Checked the previous kernel as instructed, there is no difference, its not a regression. Setting affinity does raise it to 380Mbit/s.
However, I did play with running dd if zero of to null, simultaneously with iperf3, and dd hogging 1 cpu is making it lose half of throughput, pointing to the problem being with the cpu scheduling or whatever and not with interface/driver code?
Anyway, I found its good enough for now, I can achieve 800Mbit/s, but only sometimes and only if run taskset 1,2,3 iperf3, and not even every time of those 1,2,3 sometimes it has to be 4,5,6, but even the 1,2,3 times happen on retries (so it looks like 600Mbit and then 250 and then 600 again!?)

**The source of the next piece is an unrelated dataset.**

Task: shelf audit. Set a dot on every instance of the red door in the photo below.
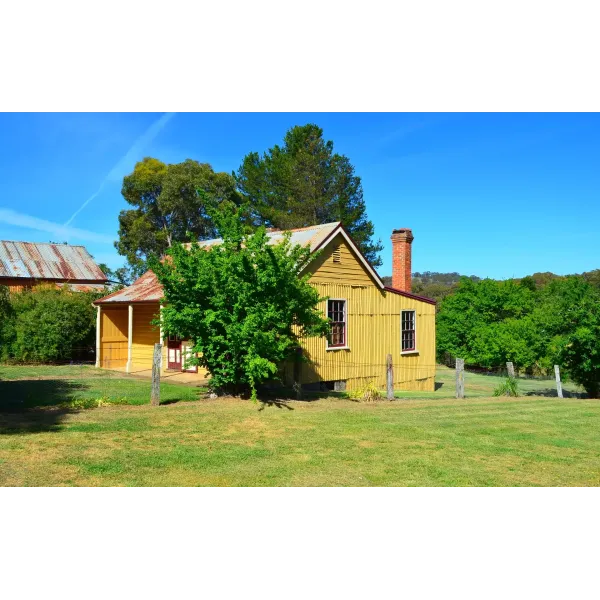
(174, 353)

And so, after many more tests, I noticed the times when I get 800Mbit/s, and other times 120Mbit/s... Becuase if I set performance governor, its then more often I can end up in reproducing 800Mbit/s, with iperf3 -A 5, or 4, but not 3 or 2... so its only the fast cpus which can give good results, the others are even if performance governor and at 1.42Ghz, still suck at 260Mbit/s
Also, only with iperf3 -A 5 (affinity), I can get 0 packet-retry, other options I guess when the process is moved from cpu 0 to 1, is when retries happen, or when ondemand governor is on, if on slow cpus, retries happen when it switches freq?